Monday, May 16, 2011

College Dating Seminar: The Airplane Rule

   Millenials are constantly connected to various forms of media. You’ve heard it, I’ve heard it, we’ve all heard it – we are supposedly addicted to technology. While your own beliefs may differ from these allegations, I think it is fair to say that technology has changed the dating game, as I addressed in my first “Seminar in College Dating” post (Oh I am being so meta tonight!).
   However, this technology not only changes the predating flirting game, it also alters face-to-face interactions. Most people don’t just have a conversation anymore: they multitask. They will talk while checking their Facebook notifications every two seconds. They will watch a movie with you while simultaneously looking at their phone for new text messages. They usually will just do something to divert their total attention away from you.

   We do this all the time. In most circumstances this behavior is perfectly acceptable. When you’re just chilling with buds and no one is talking, mostly. Or when you’re put in a really awkward situation. Technology acts as both a conversation catalyst and an awkward buffer. However, this does not make this behavior acceptable during dates.

The Airplane Rule
   This is why I propose “The Airplane Rule” which is as follows: When you are socializing, especially on a date, all electronics need to be turned off and properly stowed. This means no getting out computers, no phones should be left on any flat surfaces in front of my face, no iPods should be touched.

   Some might say that this rule is harsh. However, the technology really forces people to divert their attention away from one another and onto an object. Technology ultimately deludes the entire purpose of a date. It conveys to the person, who is not checking their device, that they are not worth the checker’s time. When you continually check your phone, your mind is not with your date, but rather with the friends you are messaging. When you constantly check the time on your device, it sends the message that your time is being wasted by this human being.

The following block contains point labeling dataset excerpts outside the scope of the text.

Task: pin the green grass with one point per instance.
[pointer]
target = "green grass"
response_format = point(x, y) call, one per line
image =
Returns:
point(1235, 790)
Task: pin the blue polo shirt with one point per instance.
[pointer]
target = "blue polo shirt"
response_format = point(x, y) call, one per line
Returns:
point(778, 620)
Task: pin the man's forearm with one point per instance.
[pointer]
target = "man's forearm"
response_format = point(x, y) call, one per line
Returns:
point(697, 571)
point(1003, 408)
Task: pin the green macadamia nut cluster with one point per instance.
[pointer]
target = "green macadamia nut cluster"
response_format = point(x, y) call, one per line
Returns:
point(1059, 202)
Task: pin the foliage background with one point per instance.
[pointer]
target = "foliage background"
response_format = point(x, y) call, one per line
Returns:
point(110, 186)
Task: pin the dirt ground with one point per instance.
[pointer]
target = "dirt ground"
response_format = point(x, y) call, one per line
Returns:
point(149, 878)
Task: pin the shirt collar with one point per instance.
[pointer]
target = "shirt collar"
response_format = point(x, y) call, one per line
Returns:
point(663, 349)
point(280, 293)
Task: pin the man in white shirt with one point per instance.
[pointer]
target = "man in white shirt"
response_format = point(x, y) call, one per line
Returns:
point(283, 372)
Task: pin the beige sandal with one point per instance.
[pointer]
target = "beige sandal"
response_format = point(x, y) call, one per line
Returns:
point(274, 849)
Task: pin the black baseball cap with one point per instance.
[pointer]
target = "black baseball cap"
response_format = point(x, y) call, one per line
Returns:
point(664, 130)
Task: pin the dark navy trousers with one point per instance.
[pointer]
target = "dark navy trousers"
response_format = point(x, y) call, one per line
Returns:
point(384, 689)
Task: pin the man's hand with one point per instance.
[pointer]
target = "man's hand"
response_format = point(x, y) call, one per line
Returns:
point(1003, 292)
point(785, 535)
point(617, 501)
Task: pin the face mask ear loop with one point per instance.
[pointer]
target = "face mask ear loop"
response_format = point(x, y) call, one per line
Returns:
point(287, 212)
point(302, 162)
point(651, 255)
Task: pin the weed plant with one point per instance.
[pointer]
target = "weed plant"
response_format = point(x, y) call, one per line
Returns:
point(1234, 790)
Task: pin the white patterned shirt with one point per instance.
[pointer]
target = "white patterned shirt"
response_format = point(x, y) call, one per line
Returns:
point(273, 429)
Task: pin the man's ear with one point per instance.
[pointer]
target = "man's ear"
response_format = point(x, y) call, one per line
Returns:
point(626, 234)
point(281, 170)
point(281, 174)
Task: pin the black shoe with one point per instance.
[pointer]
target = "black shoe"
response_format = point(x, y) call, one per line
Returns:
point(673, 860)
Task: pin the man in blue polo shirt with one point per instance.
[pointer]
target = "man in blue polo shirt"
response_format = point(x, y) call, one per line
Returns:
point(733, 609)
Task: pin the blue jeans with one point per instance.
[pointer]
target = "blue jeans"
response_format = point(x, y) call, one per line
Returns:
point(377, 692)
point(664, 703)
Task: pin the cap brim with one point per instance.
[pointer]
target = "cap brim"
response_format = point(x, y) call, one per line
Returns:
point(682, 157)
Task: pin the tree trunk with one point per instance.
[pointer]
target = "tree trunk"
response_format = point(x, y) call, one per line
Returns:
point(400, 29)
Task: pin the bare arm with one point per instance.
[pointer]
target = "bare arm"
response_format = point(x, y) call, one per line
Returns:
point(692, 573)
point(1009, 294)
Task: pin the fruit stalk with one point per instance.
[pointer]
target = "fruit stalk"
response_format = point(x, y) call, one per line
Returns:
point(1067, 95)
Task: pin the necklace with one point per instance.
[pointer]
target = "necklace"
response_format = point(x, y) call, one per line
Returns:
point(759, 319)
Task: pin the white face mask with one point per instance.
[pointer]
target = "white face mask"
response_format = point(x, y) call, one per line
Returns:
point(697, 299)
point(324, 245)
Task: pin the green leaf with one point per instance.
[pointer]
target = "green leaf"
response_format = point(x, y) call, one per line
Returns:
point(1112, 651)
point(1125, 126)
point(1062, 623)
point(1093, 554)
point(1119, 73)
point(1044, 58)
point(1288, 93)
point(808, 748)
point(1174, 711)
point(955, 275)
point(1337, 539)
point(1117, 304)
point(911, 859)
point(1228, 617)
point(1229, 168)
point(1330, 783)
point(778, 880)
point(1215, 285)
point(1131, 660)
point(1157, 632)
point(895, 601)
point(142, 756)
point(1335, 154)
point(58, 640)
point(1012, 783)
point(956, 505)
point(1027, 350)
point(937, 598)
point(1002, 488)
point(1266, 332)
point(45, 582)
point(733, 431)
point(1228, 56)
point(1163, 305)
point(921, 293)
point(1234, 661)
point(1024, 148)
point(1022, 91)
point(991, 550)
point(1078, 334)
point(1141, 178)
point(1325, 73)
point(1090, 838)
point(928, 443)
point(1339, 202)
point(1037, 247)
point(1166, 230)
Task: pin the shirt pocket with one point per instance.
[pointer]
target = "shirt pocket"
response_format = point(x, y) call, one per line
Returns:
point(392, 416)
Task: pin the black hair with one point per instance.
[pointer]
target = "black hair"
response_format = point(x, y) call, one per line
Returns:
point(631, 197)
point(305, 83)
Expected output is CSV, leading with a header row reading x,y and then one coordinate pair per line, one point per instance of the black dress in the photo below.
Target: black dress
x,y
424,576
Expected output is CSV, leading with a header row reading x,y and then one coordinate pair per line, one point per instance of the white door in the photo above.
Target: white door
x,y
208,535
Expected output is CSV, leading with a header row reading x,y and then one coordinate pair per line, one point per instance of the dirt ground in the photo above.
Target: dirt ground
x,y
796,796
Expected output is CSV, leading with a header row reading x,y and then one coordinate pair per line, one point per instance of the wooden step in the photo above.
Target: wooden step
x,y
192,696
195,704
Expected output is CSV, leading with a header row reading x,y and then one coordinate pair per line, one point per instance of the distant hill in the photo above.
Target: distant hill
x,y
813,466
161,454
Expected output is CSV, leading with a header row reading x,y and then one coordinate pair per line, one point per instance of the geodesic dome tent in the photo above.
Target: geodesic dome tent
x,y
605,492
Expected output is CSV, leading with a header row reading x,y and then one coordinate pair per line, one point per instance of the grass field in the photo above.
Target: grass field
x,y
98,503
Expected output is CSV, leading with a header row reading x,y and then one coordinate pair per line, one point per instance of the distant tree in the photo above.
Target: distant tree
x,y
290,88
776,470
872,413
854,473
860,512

   When you are socializing, or dating, or whatever, it is important to gain a personal bond. This is an already challenging task. However, it is far more difficult when the divider of technology is placed between daters. When the limited attention we actually have is not focused on the person we need it to be focused on, but rather some object, we cannot develop a great relationship. This is because we are unable to lend the proper attention the relationship needs to bloom and blossom.

   There are more problems with technology than the question of simple courtesy.  When you are trying to get to know someone or spend time with just them, why should you add your 500 Facebook friends in? Why do you want to invite your roommates and best friends on your romantic date? While we live in an incredibly public world, it is still nice to keep intimate moments, intimate. I mean the last thing anyone wants is for their mother to end up in the bedroom because she called at that perfectly wrong time.

   This rule can be broken during two circumstances. The first is when there is a family emergency. The second is when there are dinner reservations or you are driving a long distance. And obviously, safety should always be a consideration.

 I’m not saying that technology is bad. I obviously think that it holds a place in college dating. Just not during the date.

   So leave your phones, iPods, iPads, Gameboys and anything with an on/off switch behind. It’s going to be a long ride.

*Note: I realize that I liberally used the "generic you" throughout this entry.